Its culinary mission accomplished the machine soon turned and clickety-clacked toward the exit. But out of sight in the hallway, Lieutenant Dan suddenly stopped, paused a track to facilitate an about face and made its way back to the room. Once inside, the self-esteem-challenged server approached the two again, this time without speaking. The machine quickly powered down as the word “sleep mode” flashed across its LED menu.

Jessica looked at Martin whose expression suggested he was up to something.

“Let me guess. You’re gonna keep him around until we get hungry again,” she joked.

“Nope. There are only a few places in Tampa that make an authentic Cuban sandwich and this ain’t one. But Lieutenant Dan may be able to record some interesting video. Besides, he’s sturdy-built and designed to track the presence of androids and humans,” said Martin. “Relatively simple skills that could prove useful.”

“Oh my God, what if he tracked us down to rat us out?”

“Fortunately he wasn’t programmed to report on employees’ whereabouts. ACR relies on droid-guards and the cameras and laser-activated motion-detectors that I sabotaged for surveillance.”

“I get it. You’re programming him to spy for us, Right?”

Martin chuckled. “Observe. The word is observe. Spies are for movies. Calling a highly trained CIA agent a spy is like calling a banker a pickpocket,” he said and smiled. “It’s kind of true, but it dents the ego.”

“Sorry darling, I had no idea you were so sensitive.”

“Ha! It’s okay. We spies have tough skin,” he joked.

Martin opened his juice, took a drink and began disassembling a panel on the bot with tools he found under a work bench so that he could install a wide-angle mini-cam behind the menu screen.

She looked at the table where the droid-guard lay silent under the sheet.

“Are there more of those things?” she worried aloud, first glancing at the door then back at Martin.

“There are at least thirty. They’re deployed to defend their relatively frail inventors and are designed with advanced, synthetic muscle-fibers that feel human but are much stronger. There’s an imaging-layer under the skin that enables them to mingle with humans above ground without being compromised by routine examinations.”

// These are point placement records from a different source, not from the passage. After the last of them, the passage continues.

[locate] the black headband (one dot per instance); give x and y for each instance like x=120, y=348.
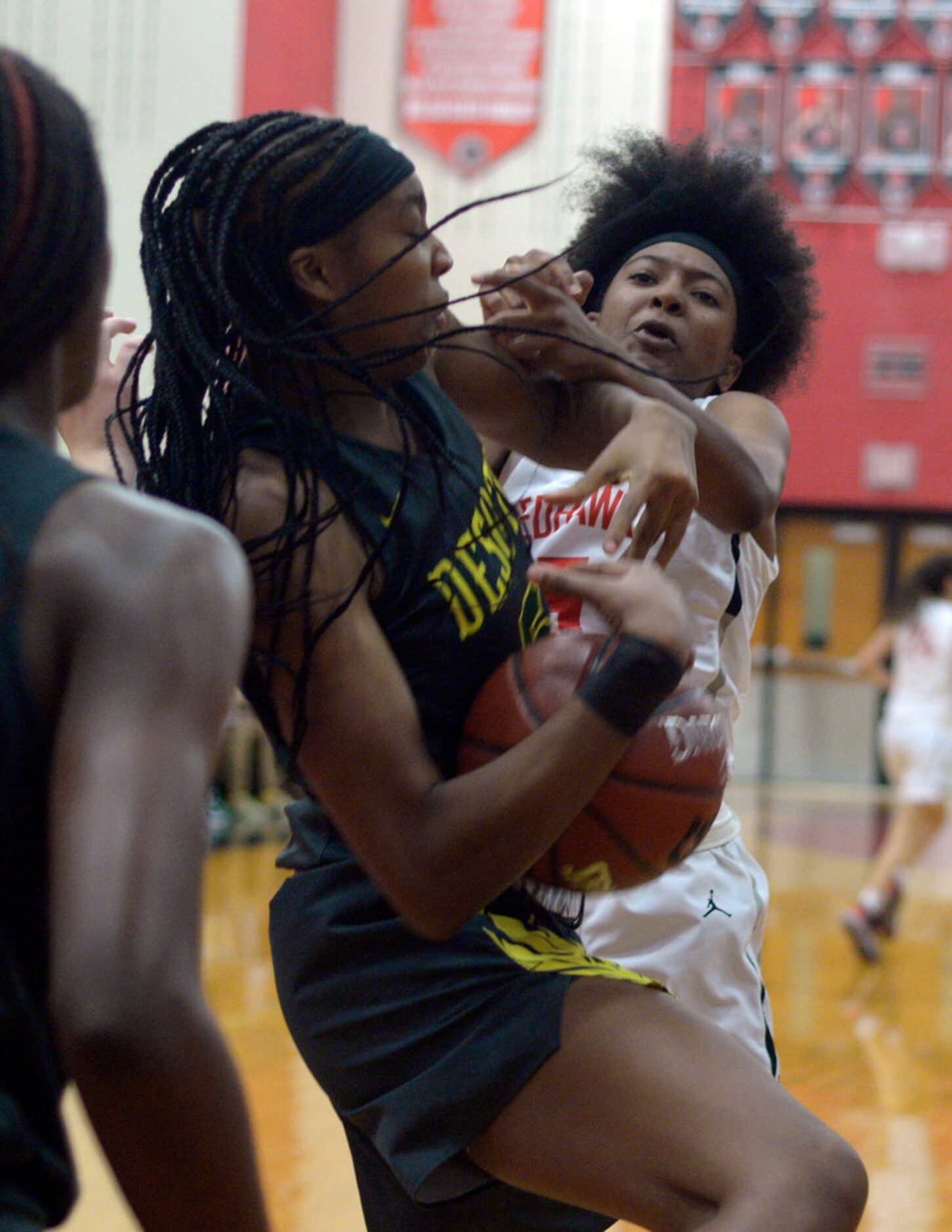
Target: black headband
x=365, y=171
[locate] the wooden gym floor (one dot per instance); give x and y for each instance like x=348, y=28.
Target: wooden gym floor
x=867, y=1049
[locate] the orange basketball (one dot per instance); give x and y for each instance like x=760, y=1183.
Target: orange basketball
x=653, y=808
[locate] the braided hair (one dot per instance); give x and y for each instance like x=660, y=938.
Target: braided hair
x=52, y=213
x=641, y=185
x=239, y=346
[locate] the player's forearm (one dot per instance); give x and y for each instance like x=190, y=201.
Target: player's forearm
x=167, y=1104
x=733, y=491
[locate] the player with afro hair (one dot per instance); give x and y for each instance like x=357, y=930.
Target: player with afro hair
x=692, y=276
x=641, y=186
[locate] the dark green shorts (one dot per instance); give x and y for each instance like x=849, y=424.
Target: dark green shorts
x=421, y=1045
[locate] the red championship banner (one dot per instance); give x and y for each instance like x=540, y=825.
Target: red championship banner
x=470, y=77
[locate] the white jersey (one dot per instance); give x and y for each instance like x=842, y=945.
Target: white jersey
x=723, y=578
x=700, y=927
x=921, y=690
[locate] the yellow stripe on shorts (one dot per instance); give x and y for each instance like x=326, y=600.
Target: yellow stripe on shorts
x=536, y=948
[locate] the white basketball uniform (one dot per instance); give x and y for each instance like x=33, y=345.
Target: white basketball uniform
x=700, y=927
x=915, y=733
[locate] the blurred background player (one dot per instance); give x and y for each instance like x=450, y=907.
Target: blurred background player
x=909, y=657
x=695, y=276
x=122, y=632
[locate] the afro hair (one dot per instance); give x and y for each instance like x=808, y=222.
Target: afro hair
x=641, y=185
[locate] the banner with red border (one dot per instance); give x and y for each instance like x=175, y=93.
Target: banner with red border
x=470, y=81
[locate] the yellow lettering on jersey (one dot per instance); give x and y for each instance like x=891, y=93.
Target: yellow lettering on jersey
x=476, y=579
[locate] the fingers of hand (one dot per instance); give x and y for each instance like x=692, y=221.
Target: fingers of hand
x=671, y=541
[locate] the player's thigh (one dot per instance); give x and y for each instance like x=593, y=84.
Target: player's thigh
x=644, y=1104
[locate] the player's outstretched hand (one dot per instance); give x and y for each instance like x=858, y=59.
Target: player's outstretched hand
x=83, y=426
x=654, y=455
x=634, y=596
x=546, y=268
x=548, y=332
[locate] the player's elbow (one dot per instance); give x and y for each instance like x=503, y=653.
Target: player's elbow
x=429, y=913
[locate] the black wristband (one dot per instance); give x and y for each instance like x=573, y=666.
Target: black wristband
x=630, y=680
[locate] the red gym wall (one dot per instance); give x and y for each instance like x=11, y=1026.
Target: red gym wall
x=751, y=74
x=290, y=54
x=871, y=429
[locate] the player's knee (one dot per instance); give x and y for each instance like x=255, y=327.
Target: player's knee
x=833, y=1188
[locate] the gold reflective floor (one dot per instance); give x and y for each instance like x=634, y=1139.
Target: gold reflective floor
x=870, y=1050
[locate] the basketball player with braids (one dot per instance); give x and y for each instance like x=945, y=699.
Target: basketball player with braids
x=489, y=1073
x=122, y=631
x=695, y=276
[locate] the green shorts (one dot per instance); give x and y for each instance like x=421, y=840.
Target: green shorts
x=421, y=1045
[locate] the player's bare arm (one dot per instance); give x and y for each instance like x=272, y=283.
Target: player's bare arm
x=150, y=611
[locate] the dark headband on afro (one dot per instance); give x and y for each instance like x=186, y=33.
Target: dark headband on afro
x=640, y=188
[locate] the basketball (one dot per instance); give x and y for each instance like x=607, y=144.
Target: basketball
x=653, y=808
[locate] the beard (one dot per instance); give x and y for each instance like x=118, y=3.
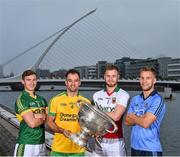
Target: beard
x=111, y=84
x=147, y=88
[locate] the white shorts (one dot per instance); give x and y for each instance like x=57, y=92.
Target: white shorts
x=30, y=150
x=110, y=147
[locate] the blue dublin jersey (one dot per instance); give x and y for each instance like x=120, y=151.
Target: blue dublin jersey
x=147, y=139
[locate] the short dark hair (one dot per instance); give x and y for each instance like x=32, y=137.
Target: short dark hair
x=28, y=73
x=72, y=71
x=151, y=69
x=111, y=67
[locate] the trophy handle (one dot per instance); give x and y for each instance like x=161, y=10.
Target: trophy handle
x=114, y=126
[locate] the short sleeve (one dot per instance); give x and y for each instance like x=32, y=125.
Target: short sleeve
x=52, y=107
x=130, y=109
x=21, y=105
x=156, y=106
x=123, y=99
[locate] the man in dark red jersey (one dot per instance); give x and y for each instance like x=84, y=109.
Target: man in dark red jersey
x=113, y=101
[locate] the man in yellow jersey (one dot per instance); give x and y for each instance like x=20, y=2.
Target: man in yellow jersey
x=63, y=117
x=30, y=110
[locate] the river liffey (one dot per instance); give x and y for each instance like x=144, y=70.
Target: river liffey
x=170, y=128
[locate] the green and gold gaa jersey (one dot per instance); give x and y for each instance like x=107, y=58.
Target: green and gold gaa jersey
x=24, y=104
x=65, y=110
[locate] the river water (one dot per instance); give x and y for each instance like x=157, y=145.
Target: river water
x=170, y=128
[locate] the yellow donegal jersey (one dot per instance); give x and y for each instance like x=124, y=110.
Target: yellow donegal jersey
x=65, y=110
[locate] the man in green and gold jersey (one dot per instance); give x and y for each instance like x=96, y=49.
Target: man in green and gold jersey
x=30, y=110
x=63, y=117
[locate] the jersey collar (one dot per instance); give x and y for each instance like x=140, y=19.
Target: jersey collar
x=151, y=94
x=68, y=96
x=115, y=90
x=27, y=94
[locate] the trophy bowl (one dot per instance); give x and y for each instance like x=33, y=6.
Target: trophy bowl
x=93, y=122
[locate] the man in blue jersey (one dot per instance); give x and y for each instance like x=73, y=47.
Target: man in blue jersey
x=145, y=114
x=113, y=101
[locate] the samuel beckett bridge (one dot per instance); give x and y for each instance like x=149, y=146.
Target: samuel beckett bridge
x=82, y=43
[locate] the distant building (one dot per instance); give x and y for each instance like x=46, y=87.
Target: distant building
x=43, y=73
x=92, y=72
x=59, y=74
x=120, y=63
x=82, y=70
x=132, y=68
x=174, y=69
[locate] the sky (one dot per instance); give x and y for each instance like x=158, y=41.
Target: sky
x=151, y=26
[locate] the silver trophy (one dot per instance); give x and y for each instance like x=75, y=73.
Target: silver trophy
x=93, y=122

“Compromised? You mean like getting through airport security?”

“Exactly.”

“So... they appear to be perfectly healthy human specimens?”

“Pretty much.”

“I didn’t think science had progressed that far anywhere in the world,” said Jessica.

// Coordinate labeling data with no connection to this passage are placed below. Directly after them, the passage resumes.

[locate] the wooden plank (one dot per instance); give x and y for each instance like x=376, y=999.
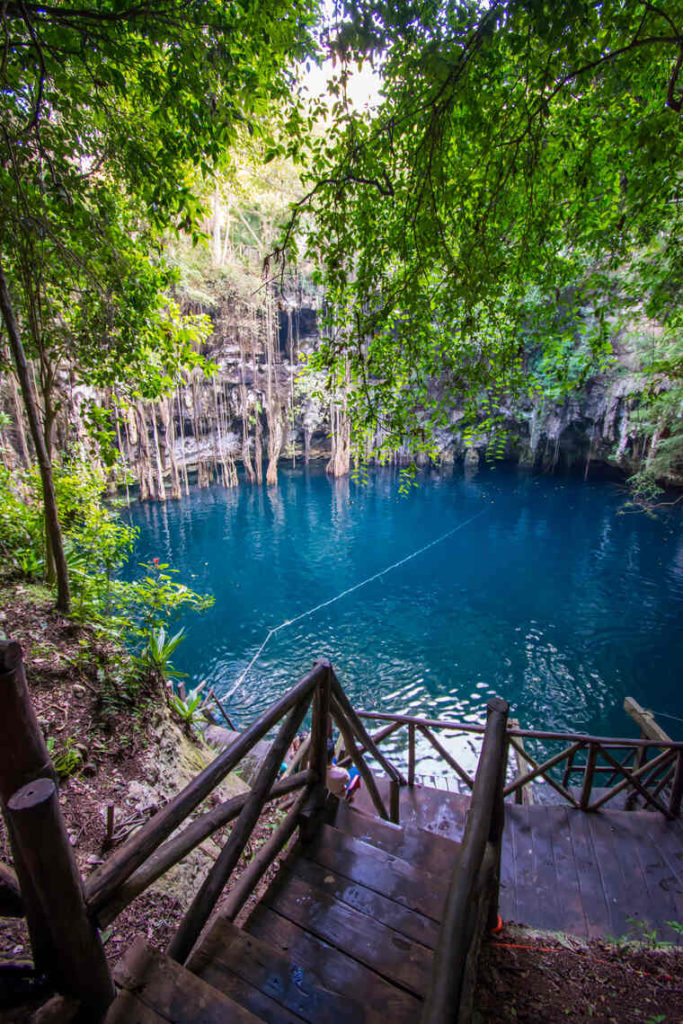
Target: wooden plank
x=174, y=992
x=665, y=894
x=385, y=873
x=387, y=911
x=127, y=1009
x=507, y=880
x=386, y=952
x=667, y=839
x=275, y=987
x=593, y=896
x=422, y=807
x=426, y=850
x=567, y=885
x=337, y=971
x=526, y=906
x=621, y=834
x=550, y=889
x=508, y=894
x=610, y=878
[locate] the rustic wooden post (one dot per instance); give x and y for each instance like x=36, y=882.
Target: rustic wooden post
x=411, y=753
x=677, y=787
x=24, y=757
x=77, y=964
x=588, y=776
x=394, y=801
x=499, y=709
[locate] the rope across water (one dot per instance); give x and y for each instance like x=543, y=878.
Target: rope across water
x=345, y=593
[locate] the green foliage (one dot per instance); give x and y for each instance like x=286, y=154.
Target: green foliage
x=506, y=211
x=187, y=709
x=20, y=522
x=156, y=655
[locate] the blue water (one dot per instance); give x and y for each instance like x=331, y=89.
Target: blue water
x=545, y=594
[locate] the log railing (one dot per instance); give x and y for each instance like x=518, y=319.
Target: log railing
x=63, y=913
x=587, y=771
x=472, y=899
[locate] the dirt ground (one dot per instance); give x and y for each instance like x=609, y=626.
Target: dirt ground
x=74, y=682
x=541, y=979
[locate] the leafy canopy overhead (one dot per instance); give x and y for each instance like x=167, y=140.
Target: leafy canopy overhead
x=109, y=112
x=524, y=154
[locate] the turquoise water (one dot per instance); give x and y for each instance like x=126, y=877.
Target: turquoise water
x=543, y=593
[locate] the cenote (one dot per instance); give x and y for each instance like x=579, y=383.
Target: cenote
x=545, y=592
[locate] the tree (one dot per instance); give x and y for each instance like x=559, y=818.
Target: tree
x=524, y=153
x=104, y=110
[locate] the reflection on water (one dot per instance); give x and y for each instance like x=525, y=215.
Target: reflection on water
x=549, y=598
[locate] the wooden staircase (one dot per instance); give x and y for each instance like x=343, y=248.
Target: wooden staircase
x=345, y=933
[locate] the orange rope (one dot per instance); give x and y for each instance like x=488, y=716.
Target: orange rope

It hasn’t, anywhere else in the world. Just here, and you have a front-row seat.”

After disarming its alarm and unlocking the door, Martin retrieved several items from a steel cabinet marked “guard accessories”.

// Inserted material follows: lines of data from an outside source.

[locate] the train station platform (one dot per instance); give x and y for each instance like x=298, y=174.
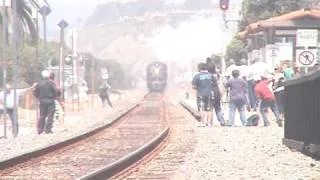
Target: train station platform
x=244, y=153
x=90, y=115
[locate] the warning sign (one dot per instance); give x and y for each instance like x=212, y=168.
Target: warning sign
x=307, y=38
x=306, y=58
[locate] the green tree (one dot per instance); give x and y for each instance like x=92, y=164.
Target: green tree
x=25, y=21
x=254, y=10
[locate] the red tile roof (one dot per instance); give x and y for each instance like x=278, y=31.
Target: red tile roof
x=263, y=24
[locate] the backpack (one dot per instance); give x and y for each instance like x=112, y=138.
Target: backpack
x=253, y=120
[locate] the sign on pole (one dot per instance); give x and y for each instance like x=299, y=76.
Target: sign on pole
x=306, y=57
x=307, y=43
x=307, y=38
x=272, y=52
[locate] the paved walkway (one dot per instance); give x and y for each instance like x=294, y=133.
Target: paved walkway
x=245, y=153
x=75, y=123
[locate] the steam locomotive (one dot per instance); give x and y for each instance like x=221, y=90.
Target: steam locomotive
x=157, y=76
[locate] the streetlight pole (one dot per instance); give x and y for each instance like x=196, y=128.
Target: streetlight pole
x=4, y=64
x=62, y=24
x=15, y=59
x=45, y=11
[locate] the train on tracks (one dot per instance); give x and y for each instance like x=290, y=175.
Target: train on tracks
x=157, y=76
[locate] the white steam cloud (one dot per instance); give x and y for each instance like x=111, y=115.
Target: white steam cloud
x=191, y=40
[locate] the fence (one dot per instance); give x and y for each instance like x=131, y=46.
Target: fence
x=302, y=113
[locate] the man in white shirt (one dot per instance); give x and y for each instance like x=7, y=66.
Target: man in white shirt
x=7, y=100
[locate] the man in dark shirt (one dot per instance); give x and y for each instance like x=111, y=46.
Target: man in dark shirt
x=238, y=97
x=217, y=95
x=46, y=92
x=202, y=82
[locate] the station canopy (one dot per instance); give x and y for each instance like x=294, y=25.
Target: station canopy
x=282, y=21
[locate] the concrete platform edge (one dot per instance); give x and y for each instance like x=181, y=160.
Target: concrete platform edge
x=44, y=150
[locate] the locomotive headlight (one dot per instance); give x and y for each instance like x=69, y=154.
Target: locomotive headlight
x=157, y=71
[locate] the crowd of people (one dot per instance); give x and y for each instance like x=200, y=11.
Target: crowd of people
x=49, y=105
x=250, y=89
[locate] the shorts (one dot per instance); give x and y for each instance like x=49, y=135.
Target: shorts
x=204, y=103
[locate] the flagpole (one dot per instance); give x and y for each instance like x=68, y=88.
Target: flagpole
x=4, y=65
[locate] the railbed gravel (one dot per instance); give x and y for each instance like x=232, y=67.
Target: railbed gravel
x=90, y=120
x=245, y=153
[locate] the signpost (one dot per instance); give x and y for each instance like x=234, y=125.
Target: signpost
x=306, y=48
x=4, y=61
x=62, y=24
x=306, y=58
x=45, y=11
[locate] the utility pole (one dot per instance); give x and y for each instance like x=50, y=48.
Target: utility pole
x=45, y=11
x=15, y=62
x=4, y=64
x=62, y=24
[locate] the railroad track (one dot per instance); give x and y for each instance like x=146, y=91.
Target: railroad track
x=104, y=153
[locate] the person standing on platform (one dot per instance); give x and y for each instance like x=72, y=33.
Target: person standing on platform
x=104, y=93
x=9, y=105
x=46, y=92
x=216, y=91
x=266, y=99
x=238, y=97
x=202, y=82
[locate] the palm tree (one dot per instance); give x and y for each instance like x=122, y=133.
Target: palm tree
x=25, y=23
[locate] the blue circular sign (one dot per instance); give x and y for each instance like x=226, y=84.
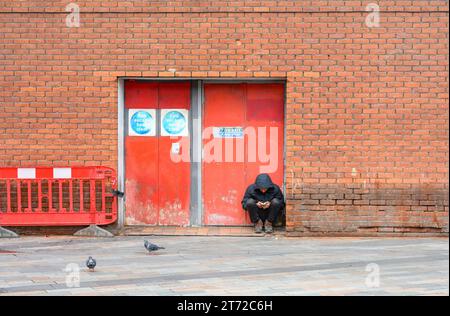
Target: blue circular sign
x=174, y=122
x=141, y=122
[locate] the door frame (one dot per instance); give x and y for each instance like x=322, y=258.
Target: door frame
x=196, y=113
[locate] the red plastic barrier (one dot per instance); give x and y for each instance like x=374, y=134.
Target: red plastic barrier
x=50, y=196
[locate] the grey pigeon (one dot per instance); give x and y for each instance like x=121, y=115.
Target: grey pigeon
x=91, y=263
x=151, y=247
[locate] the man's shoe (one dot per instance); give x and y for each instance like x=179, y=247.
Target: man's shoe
x=258, y=227
x=268, y=227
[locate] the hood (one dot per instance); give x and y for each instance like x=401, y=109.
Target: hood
x=263, y=181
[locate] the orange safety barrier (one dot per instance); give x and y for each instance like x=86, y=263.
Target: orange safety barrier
x=49, y=196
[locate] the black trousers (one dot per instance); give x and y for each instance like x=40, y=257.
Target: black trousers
x=269, y=214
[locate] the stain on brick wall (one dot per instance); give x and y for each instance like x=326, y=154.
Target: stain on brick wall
x=367, y=107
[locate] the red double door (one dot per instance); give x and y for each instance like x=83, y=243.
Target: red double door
x=243, y=135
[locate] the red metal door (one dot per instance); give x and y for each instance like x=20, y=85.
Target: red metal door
x=157, y=186
x=250, y=118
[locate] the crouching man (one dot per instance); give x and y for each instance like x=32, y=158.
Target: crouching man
x=263, y=200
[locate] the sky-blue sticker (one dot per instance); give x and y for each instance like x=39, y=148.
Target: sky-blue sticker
x=229, y=132
x=174, y=122
x=141, y=122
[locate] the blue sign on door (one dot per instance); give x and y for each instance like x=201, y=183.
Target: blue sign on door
x=142, y=123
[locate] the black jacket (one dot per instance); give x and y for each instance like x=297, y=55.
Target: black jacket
x=254, y=192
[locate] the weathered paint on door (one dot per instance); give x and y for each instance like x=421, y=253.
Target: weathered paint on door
x=259, y=110
x=157, y=187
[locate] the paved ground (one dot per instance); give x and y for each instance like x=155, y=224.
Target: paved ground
x=225, y=266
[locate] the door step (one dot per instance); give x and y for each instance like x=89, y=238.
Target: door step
x=195, y=231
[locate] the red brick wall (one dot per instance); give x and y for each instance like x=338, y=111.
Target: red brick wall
x=367, y=108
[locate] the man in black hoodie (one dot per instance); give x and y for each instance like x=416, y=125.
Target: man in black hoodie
x=263, y=200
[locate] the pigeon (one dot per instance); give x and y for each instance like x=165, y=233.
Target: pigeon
x=91, y=263
x=151, y=247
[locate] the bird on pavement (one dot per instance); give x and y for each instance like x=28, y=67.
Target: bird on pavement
x=151, y=247
x=91, y=263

“Grab that blue-handled laser-weld on that work table,” said Martin. “We’re going to make a few modifications to Lieutenant Dan.”

“But I like him the way he is,” moaned Jessica.

“Think of him as a rather simple computer,” Martin reminded. “Besides, for the time being, we need Lieutenant Dan to behave more like Lieutenant John J. Dunbar’s character from the movie Dances with Wolves. Remember when Dunbar charged the Confederate Troops because he preferred suicide to losing his leg?”

“You’re programming Lieutenant Dan to commit suicide?”

“Maybe Not. Dunbar survived and even received a citation for bravery.”

“Martin, do you realize we’re having a somewhat normal conversation about odd, movie characters while trying to stay alive in the most bizarre real-life situation imaginable?”

“Guess I should get back to work on Lieutenant Dan.”

“Yes,” said Jessica. “How may I help?”